(France)
2002- Durée : 85 min
Image : Josée Deshaies
Montage : Lise Beaulieu
Musique : Jean-françois Pauvros
Interprètes : Dominique
Batravaville, Benji, Anne-Luise Messadieu, Erol Josué, Alain Thompson
Co-Production :
Les Films du requin(Paris), les Films de l’Isle(Montréal)
Synopsis :
Un homme misérable vagabonde dans les rues du Cap Haïtien en rêvant à son
royaume imaginaire. Il se prend pour le roi Christophe, le premier souverain du
nouveau monde, ancien esclave et libérateur d’Haïti en 1804. Chassé de la
ville, le «roi Chacha »-c’est ainsi qu’on le surnomme-se réfugie dans les
ruines grandioses du « Château Sans Souci », en compagnie de
Thimothée, un jeune gamin des rues qu’il a pris sous sa protection.
Il entraînera dans sa folie les habitants du village voisin qui depuis des
siècles attendent le retour du souverain. L’espace de quelques jours, le
royaume revivra, la population miséreuse se complaira dans les fastes d’une
cour de pacotille, mais très vite le roi Chacha s’avérera être un implacable
tyran. Thimothée, révolté par la métamorphose de son protecteur, sera
finalement l’un des artisans de sa perte.
Pour comprendre Royal Bonbon il faut d’abord se pencher sur le
personnage du roi Christophe, esclave affranchi, devenu souverain libérateur
d’Haïti, vainqueur des armées napoléoniennes en 1804. Ce roi craint et aimé,
transformé en despote tyrannique, fit
bâtir un palais érigé en symbole de la libération des noirs mais construit avec
la sueur de ses frères affranchis. Chassé du pouvoir lors d’un soulèvement en
1820, il se suicida –d’une balle d’or dans la tête- selon la légende. Autour de
ce personnage s’est construit une vraie mythologie, lui donnant une dimension
fantastique qui inspira le romancier cubain Alejo
Carpentier ainsi que le grand
poète antillais Aimé Césaire (La tragédie du roi Christophe). Le roi déchu occupe une place à
part dans la mémoire collective d’Haïti
où passé et présent s’imbriquent sans cesse, où la frontière est fluctuante
entre rêves, mythes et réalité.
Telle est la source d’inspiration alimentant Royal bonbon, film qui
n’a rien à voir avec une reconstitution historique mais qui s’apparente plutôt
à une fable, à un poème lyrique se déroulant comme un voyage entre histoire et
imaginaire haïtiens.
Ce personnage du vagabond illuminé
existe vraiment, le réalisateur Charles Najman l’a rencontré sur un marché du Cap Haïtien :
« Dans la confusion de son esprit, il se prend pour le roi Christophe.
Comme un Don Quichotte entré par effraction dans un décor tropical, il
est dans le film l’homme haïtien, humilié, écrasé par la faim et la misère et
qui n’a pour seul refuge, pour seule ressource, que sa folie du passé ».
C’est l’acteur-écrivain Dominique
Batraville qui incarne avec
talent la folie du roi Chacha.

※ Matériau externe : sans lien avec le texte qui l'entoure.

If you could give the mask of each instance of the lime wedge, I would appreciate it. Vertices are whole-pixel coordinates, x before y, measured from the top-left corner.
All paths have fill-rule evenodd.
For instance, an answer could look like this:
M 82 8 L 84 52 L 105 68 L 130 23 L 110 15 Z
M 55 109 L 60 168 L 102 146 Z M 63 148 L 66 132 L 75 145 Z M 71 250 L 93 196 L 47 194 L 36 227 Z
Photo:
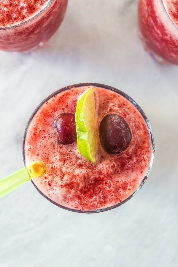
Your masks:
M 96 98 L 94 88 L 90 89 L 78 101 L 75 113 L 79 152 L 92 162 L 95 160 Z

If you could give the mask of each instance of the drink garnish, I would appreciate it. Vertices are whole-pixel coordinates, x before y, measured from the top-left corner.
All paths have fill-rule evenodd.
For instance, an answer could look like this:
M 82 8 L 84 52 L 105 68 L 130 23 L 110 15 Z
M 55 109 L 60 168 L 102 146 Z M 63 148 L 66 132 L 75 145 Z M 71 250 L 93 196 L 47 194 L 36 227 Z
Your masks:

Son jeu
théâtral mais brillant tient le film de bout en bout, dans une alternance de
scènes parfois comiques, souvent
oniriques où l’allégorie prend des accents profondément lyriques.
L’enfant Thimothée (excellent Benji) est le deuxième personnage clé du récit. Jeune
orphelin des rues, il refuse de croire à la mort de son père et se laisse
séduire par le rêve fou du roi-vagabond. Il va donc le suivre jusque dans les
ruines du château Sans souci et devenir un genre de conseiller au
sein de la mascarade de cour royale orchestrée par Chacha. Mais l’enfant,
poursuivant un parcours initiatique, mis en scène en de très belles images
poétiques, jettera un regard lucide sur
le bon roi devenu tyran ; il trouvera son propre rêve en se réfugiant dans
l’imaginaire vaudou qui lui rendra son père sous la forme d’un esprit.
À la fois fable poétique et réflexion sur les déchirements du peuple
haïtien, Royal Bonbon n’est pas un film où l’on entre facilement ;
il faut accepter pour cela d’abandonner notre vision occidentale rationnelle et
nous laisser entraîner du côté de la magie et de l’invisible. Un monde que le
réalisateur a su mettre en images avec un talent certain.
Charles Najman signe ici son premier long métrage de fiction. Le film a obtenu le prix Jean Vigo en 2002.